It's... marginally better. Our ratio of "potentially good" generated quotes to "gibberish quotes" is still pretty awful. Let's see how a trigram model does instead.

In the steps above, we took some risks with our tokens. Since we ended up turning our corpus back into a long string instead of a list, now we just have quotes after quotes that aren't necessarily related. This is a problem because we don't necessarily want trigrams that span from the end of one quote to the next. Those trigrams do not represent tokens that could follow each other in a text -- they are completely accidental.
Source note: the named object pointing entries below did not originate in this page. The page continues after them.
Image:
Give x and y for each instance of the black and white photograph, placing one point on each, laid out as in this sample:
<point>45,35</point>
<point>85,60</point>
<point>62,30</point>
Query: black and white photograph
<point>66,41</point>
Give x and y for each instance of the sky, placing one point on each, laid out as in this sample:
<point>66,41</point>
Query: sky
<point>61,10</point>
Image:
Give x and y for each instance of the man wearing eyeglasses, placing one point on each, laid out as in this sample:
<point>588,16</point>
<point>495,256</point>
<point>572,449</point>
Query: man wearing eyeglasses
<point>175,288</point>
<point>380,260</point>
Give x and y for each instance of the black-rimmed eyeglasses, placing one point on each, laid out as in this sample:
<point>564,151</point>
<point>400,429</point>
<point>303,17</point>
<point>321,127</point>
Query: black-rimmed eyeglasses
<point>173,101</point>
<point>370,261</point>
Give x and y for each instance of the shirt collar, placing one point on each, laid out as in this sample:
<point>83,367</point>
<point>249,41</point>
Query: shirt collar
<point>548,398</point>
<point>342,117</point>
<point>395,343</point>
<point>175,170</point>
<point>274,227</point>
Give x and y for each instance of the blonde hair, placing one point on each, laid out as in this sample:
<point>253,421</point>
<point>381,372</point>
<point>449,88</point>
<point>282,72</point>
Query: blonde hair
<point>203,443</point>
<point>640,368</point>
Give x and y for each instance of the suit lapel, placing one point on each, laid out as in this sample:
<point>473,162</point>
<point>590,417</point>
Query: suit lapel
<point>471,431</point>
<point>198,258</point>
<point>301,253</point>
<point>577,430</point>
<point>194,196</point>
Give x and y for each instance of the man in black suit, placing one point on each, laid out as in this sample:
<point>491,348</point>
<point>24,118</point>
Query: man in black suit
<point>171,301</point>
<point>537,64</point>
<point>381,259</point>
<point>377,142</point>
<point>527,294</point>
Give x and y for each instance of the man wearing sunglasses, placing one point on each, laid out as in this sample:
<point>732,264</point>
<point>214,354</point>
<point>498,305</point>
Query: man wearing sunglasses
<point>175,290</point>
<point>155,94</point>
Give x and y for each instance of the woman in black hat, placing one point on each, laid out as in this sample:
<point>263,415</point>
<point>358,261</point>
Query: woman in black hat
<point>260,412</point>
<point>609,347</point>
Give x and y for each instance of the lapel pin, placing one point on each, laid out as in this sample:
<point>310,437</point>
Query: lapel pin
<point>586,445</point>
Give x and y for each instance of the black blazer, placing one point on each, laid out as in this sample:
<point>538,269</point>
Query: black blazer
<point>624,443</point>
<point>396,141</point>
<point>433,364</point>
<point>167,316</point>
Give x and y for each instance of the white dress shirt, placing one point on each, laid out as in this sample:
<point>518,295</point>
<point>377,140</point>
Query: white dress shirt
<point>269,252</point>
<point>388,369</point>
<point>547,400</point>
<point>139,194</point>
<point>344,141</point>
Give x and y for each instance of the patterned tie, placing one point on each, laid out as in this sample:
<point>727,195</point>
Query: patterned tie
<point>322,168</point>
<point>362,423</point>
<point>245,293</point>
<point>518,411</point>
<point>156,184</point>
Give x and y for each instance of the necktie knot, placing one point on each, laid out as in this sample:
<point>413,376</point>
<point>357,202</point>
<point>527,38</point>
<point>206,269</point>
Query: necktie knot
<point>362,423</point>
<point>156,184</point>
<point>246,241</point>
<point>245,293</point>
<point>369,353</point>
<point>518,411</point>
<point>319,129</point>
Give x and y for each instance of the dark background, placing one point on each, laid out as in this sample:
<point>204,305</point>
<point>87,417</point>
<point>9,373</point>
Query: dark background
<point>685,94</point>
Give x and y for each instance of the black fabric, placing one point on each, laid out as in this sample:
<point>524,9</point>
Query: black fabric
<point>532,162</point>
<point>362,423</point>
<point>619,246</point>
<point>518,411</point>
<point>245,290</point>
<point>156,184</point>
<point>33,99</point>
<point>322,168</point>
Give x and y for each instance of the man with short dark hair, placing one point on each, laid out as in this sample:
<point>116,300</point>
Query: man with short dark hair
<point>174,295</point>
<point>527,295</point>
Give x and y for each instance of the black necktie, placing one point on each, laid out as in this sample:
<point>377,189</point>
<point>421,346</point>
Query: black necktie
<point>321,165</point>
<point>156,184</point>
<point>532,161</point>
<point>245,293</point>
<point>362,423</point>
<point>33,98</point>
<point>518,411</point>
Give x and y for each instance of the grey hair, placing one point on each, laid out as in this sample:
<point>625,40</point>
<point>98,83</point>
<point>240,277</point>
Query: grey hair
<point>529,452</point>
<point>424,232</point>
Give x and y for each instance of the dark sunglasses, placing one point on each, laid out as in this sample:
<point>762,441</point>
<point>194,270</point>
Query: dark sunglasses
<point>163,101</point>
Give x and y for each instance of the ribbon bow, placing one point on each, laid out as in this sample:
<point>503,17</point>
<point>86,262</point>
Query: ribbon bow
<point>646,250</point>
To address this, we added double end tokens for the trigrams: now, starting tokens look like `[END, END, word]` and end tokens like `[word, END, END]`.

In [9]:
# Adding extra END tokens
def add_extra_end_token(tokenized_document):
    new_document = []
    for token in tokenized_document:
        new_document.append(token)
        if token == "END":
            new_document.append("END")
    return new_document

def get_trigrams(document):
    corpus = tokenize(document)
    corpus = add_extra_end_token(corpus)
    corpus_fd_bigram = nltk.FreqDist(nltk.bigrams(["END"] + corpus))
    trigrams = nltk.trigrams(["END", "END"] + corpus)
    trigrams_fd = nltk.FreqDist(trigrams)
    results = {}
    for trigram, trigram_frequency in trigrams_fd.items():
        first_word, second_word, third_word = trigram
        probability = (trigram_frequency) / (corpus_fd_bigram[(first_word, second_word)])
        results[trigram] = probability
    return results

#get_trigrams(corpus)

trigram_model = get_trigrams(corpus)

We modified `get_mindful_v1` to be able to work with an N-gram model below, and `get_mindful_v2` is born:

In [10]:
# Get mindful with Fulfillomatic version 3
def open_your_third_eye():
    """
    Three things cannot long be hidden: the sun, the moon, and the truth. ॐ
    
    (Trigram Model)
    """
    sentence = ""
    while len(sentence.split()) < 4:
        sentence = get_sentence_with_ngram_model(3, trigram_model)
    return sentence

Let's generate some examples:

In [11]:
# Print 5 generated sentences
def do_v2():
    print(open_your_third_eye())
    
repeat(15,do_v2)

To see things for what they see not what they see not what they think the wise move through the world is first in ones own heart.
The only zen you can understand the mind we can change our reality by changing our mind is utterly empty.
A mind that prevents evil from arising in either.
One must transcend techniques so that the young men of today are so contriving and so proud of their material possessions.
If in our heart we still cling to anything do not exist for the sake of ourselves.
If you chase two rabbits you catch none.
Peace of mind rather than attacking the evil that is not crazy enough.
That is within yourself rather than attacking the evil that is what it is about your own sense of confinement.
An awakened person is someone who finds freedom in good fortune and fame.
Zen is an idle person.
Not thinking but not dreaming.
A fool because he has something to show for it.
That is not a raging waterfall.
Our task must be deeply aware of the broom and the butterflies will come.
It 

***

### Example: "It takes courage **to grow** sharper."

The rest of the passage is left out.